Jack (turning to Alien 4): So… what’s it do?

Alien 4: Hell if I know. Hey, you sure your friend is okay? He looks kinda dead to me.

Alien 2: Not to mention he’s totally bleeding all over our floor.

Jack: Oh, yeah, he’ll be fine. Teal’c, hit his reset, willya?

(Teal’c leans over and flips a light switch bolted to the back of Daniel’s neck. Daniel glows white and tentacloid for a moment, then sits up)

Daniel: Ow.

Jack: See? He’s fine. Not even dented.

Daniel: Actually –

Jack: Shut up, kid.

Sam: And the neutrinos! Look at the neutrinos!

Jack (rubbing hands together): Well, I think that’s a wrap. Thanks, guys!

Daniel (getting up): That’s it?

Jack: What else do you want?

Daniel: We don’t know anything about their culture.

Alien 4: That’s okay. We really don’t want you to.

Daniel: Why not?

Alien 2: ‘Cause you’ll totally screw it up, dude. Scram.

Daniel: Oh.

Sam: I wonder what would happen if I accelerated the particles and applied it to the commissary food?

Daniel: I’m not sure that would be the best idea.

Sam: Why not?

Daniel: Because they’re serving meatloaf today and we don’t know how that thing will react to an alien life form.

Sam: Oooh. Good point.

Jack: Okay, kids, let’s go.

Alien 4: Bye!

Alien 2: Try not to blow anything up!

Sam: I wonder what this button does?

(a beam of light comes out the end of the device and hits Daniel. He turns blue and begins growing fur)

Sam: …oops!

Teal’c: Oh, my stars and garters!

The End




AUTHOR'S NOTE: For Barb, who has the flu.
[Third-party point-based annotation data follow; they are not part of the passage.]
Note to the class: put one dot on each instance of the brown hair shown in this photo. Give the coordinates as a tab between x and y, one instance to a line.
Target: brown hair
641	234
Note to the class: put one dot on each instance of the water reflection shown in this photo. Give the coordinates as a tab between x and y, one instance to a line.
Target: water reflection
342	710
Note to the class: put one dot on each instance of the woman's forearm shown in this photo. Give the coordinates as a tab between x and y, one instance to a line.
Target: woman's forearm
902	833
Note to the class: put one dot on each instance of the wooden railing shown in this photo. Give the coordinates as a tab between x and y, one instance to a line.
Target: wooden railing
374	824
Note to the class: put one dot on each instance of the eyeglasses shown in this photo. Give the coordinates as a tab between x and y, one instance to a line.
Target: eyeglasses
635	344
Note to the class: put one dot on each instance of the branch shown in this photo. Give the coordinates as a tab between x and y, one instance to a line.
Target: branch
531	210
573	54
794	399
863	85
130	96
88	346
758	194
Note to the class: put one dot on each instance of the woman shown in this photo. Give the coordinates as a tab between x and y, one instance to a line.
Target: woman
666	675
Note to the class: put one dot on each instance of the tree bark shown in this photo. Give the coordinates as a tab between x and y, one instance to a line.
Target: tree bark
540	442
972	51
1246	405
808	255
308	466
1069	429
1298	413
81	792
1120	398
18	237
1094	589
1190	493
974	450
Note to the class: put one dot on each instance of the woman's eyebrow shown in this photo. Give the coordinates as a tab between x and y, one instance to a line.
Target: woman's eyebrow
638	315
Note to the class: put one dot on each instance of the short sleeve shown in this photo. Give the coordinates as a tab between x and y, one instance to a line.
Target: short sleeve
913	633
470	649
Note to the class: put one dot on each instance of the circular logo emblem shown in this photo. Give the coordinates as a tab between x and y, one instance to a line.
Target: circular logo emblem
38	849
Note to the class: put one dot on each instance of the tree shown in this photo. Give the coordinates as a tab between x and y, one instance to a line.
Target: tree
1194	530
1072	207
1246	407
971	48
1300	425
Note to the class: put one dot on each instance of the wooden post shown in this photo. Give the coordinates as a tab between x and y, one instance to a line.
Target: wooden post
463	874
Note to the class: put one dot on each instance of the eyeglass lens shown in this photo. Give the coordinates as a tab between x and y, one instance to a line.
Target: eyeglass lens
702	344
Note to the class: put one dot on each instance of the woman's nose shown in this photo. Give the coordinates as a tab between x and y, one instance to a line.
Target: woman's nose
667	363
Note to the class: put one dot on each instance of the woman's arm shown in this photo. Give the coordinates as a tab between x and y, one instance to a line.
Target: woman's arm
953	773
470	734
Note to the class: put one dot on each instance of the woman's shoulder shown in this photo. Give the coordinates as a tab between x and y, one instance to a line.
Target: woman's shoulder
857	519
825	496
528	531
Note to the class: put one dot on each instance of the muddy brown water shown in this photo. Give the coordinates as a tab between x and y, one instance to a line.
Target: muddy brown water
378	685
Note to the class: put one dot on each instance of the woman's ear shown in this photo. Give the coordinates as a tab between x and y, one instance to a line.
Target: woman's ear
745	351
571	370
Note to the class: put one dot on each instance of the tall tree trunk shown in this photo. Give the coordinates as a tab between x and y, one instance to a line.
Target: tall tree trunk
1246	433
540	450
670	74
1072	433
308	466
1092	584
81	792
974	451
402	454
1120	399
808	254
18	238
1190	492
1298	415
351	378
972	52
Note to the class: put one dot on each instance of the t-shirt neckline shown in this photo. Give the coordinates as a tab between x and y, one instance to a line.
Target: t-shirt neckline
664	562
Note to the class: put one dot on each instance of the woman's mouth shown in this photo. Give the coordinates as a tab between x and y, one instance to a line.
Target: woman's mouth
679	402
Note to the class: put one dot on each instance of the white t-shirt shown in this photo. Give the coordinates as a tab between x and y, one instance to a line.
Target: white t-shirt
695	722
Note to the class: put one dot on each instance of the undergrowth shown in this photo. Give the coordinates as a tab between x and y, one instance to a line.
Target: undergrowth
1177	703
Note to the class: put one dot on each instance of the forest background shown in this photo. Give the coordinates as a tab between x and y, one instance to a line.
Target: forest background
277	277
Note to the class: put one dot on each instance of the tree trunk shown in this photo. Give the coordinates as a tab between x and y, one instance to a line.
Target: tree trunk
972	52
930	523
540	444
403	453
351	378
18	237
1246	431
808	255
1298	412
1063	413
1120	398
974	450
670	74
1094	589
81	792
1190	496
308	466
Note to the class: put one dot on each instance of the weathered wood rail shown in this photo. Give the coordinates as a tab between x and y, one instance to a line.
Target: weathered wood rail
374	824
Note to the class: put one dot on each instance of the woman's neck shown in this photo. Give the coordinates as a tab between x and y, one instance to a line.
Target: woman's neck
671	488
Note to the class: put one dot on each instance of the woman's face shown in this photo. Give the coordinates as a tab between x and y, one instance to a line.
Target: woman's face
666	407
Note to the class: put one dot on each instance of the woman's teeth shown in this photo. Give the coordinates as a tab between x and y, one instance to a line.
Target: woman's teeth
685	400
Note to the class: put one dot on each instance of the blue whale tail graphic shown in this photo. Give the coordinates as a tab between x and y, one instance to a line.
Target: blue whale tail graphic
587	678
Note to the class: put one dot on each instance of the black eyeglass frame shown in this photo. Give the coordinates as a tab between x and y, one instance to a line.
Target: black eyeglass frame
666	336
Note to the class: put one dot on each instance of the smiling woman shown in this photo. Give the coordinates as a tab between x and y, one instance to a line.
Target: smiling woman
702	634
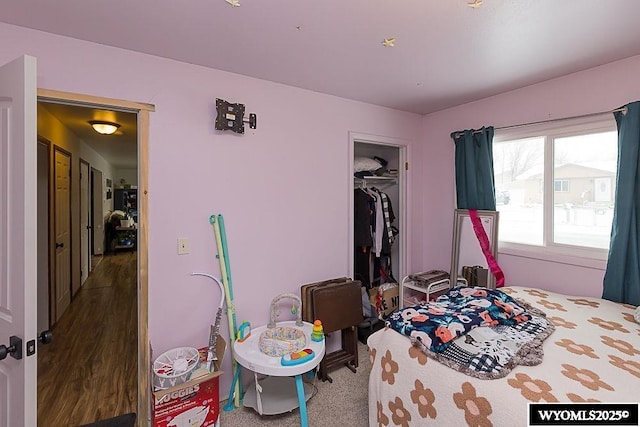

© February 2004 Sadly, the characters mentioned in this story are the property of Showtime and Gekko Film Corp. The Stargate, SG-1, the Goa'uld and all other characters who have appeared in the series STARGATE SG-1 together with the names, titles and backstory are the sole copyright property of MGM-UA Worldwide Television, Gekko Film Corp, Glassner/Wright Double Secret Productions and Stargate SG-1 Prod. Ltd. Partnership. This fanfic is not intended as an infringement upon those rights and solely meant for entertainment. All other characters, the story idea and the story itself are the sole property of the author. An Unas once bit my sister.